This is a second novel by this relatively new young writer, whose first book American Rust I reviewed favorably recently. The Son is brilliant, but a different creature altogether. Whereas American Rust took a close hard look at the industrial rust belt of America in the former steel center of Pittsburgh, Meyer’s newest work is a highly ambitious examination of that heady mix of cattle, oil, money and political power that both built and corrupted the state of Texas, and the America of which it is a part.
This epic focuses on the lives of the McCullough family spanning the pre-Civil War period through the present time. There are three primary protagonists whose lives and viewpoints define alternating chapters in The Son: Eli McCullough, whose capture and adoption by Indians in 1849 at the tender age of 13, defines him for the rest of his life as a lone wolf, equal parts courageous, ambitious and utterly ruthless as he sets about creating an empire for himself; his son Peter, who despises everything his father stands for but is unable to walk away from it; and Jeannie Anne, Eli’s great-granddaughter and inheritor of the McCullough empire.

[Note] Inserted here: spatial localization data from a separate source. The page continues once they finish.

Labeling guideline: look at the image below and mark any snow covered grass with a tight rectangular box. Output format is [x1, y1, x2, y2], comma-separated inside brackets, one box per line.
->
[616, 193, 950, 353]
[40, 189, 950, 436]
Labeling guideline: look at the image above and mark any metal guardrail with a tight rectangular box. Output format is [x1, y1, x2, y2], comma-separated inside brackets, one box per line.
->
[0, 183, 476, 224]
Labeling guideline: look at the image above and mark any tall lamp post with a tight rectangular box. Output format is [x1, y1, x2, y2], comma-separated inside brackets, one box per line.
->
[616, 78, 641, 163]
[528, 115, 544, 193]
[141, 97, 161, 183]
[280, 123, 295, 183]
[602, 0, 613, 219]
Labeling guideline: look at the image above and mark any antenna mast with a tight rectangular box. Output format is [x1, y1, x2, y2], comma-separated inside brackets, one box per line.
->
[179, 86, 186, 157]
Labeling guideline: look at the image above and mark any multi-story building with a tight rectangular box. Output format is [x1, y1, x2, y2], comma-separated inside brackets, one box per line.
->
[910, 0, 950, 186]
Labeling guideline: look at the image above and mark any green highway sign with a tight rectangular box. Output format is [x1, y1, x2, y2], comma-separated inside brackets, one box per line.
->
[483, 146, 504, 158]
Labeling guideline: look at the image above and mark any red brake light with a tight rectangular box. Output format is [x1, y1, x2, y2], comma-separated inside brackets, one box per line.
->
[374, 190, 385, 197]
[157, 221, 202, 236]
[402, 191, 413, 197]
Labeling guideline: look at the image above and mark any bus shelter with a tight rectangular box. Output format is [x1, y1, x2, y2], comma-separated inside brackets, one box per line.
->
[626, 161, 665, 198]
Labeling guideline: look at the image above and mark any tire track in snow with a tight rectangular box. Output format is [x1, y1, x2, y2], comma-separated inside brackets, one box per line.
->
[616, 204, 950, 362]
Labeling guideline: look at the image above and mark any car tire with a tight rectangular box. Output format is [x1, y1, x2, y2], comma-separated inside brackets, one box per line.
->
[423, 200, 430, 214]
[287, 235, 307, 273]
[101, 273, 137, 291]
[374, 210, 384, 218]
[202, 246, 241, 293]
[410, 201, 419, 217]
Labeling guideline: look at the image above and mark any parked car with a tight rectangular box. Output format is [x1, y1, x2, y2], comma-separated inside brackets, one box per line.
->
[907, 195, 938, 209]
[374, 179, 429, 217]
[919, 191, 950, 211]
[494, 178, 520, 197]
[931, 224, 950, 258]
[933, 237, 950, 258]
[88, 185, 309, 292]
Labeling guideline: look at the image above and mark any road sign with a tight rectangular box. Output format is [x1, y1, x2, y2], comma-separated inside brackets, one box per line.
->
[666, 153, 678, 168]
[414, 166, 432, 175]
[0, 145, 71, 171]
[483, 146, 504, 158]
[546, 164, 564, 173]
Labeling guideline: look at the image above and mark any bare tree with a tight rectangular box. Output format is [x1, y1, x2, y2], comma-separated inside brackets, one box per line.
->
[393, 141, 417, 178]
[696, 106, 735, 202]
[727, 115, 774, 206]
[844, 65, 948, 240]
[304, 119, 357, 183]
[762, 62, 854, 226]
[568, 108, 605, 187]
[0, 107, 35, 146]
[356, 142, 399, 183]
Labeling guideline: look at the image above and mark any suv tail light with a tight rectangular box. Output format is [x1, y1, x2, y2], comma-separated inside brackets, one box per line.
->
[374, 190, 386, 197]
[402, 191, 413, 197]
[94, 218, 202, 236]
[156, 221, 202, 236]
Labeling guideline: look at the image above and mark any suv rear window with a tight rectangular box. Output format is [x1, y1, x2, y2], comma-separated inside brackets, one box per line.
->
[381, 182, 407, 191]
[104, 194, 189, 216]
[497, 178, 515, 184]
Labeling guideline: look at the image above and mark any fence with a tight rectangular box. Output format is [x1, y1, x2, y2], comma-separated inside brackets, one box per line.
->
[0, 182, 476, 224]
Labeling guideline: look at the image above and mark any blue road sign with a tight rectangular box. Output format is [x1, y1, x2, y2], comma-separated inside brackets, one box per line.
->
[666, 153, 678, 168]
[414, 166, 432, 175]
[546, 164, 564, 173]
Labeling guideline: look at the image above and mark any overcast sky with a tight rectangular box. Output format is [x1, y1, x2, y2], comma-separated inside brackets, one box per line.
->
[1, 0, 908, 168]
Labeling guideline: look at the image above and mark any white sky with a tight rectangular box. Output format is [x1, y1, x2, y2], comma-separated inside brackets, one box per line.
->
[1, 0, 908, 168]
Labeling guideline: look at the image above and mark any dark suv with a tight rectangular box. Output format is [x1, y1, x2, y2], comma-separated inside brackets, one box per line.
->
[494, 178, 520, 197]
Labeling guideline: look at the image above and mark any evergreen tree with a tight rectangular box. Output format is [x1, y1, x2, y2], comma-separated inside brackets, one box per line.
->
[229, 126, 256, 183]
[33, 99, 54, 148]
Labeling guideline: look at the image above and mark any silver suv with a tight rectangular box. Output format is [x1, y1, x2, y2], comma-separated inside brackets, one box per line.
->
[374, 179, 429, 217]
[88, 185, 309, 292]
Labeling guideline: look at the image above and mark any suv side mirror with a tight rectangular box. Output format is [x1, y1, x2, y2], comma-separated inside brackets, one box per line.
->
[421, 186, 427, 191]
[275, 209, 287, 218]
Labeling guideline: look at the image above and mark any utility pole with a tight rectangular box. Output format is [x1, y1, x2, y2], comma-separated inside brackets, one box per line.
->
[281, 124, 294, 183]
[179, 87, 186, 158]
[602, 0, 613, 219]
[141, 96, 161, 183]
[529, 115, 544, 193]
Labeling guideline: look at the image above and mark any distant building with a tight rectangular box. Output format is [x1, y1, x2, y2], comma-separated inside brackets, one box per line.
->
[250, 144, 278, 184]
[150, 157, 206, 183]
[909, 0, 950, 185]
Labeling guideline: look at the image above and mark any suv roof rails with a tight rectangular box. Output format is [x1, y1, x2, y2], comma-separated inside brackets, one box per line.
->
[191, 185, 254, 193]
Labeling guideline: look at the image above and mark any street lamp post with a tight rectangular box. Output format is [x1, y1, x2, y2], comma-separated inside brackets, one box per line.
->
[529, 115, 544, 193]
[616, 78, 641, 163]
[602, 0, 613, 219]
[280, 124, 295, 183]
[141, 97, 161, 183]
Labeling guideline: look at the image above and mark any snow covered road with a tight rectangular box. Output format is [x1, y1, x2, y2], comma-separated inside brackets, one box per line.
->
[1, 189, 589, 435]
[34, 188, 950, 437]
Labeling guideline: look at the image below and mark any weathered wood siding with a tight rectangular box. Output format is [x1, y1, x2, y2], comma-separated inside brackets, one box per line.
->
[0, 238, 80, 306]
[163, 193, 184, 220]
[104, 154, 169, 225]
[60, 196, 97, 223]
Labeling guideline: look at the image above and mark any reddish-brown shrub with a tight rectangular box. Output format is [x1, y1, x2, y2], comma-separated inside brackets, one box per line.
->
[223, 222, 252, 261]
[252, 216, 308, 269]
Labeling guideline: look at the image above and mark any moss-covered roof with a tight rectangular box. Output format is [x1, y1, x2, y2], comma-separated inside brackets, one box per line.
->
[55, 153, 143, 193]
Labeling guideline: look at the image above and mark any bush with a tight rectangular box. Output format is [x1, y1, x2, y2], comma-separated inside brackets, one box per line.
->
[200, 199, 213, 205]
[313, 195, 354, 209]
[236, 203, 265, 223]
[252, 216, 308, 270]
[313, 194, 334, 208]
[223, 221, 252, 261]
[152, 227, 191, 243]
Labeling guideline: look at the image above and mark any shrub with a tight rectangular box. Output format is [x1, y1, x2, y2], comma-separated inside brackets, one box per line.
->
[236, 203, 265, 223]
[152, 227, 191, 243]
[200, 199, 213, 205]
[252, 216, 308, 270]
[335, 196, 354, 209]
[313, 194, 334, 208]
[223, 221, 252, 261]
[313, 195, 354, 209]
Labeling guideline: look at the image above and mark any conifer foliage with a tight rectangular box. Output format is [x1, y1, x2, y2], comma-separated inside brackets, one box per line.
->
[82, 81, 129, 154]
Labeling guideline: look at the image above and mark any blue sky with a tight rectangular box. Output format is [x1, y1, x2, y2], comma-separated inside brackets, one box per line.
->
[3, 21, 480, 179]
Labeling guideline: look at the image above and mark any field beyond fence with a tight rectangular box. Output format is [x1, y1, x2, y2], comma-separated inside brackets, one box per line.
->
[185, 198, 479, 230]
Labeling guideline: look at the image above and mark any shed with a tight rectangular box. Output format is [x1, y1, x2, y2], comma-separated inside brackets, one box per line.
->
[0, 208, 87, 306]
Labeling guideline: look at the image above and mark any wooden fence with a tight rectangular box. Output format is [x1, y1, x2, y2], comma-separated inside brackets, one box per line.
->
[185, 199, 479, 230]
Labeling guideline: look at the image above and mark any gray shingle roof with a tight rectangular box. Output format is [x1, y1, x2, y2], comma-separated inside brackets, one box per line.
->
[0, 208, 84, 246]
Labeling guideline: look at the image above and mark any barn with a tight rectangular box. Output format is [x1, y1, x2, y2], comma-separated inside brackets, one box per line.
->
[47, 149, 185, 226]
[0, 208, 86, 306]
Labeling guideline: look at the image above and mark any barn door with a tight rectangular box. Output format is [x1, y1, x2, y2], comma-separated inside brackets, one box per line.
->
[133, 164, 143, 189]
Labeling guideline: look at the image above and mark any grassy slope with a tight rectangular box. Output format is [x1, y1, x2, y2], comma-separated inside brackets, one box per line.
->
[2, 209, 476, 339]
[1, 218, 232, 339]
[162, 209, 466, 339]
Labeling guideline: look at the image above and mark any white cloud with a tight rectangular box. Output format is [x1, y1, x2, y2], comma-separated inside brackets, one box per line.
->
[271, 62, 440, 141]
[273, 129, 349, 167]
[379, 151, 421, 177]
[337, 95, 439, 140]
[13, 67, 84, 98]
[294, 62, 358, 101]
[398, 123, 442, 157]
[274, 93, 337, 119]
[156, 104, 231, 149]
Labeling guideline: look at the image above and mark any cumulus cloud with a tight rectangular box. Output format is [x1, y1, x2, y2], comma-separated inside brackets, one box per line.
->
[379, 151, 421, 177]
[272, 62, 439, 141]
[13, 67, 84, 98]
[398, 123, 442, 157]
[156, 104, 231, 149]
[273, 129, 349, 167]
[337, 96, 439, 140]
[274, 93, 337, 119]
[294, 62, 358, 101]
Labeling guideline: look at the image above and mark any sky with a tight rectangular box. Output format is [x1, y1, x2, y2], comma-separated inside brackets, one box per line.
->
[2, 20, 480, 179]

Meyer very daringly experiments with his story, changing viewpoints from first to third and back again, and from the Indian perspective under threat of extinction to that of the white man and his imperative to expand. We see the Civil War unfold from the unique perspective of a recently-annexed Texas, we watch the land wars, the extermination of the Mexicans unlucky enough to be caught in those wars, the sacrifice of wives and children to the lure of wealth, the struggle of an independent woman to survive in a man’s world, the rise and fall of empires.
This sprawling book only occasionally wanders afield, but mostly is tightly conceived and woven through with a social conscience that doesn’t hesitate to show us the consequences of power run amuck. A challenging and thought-provoking book.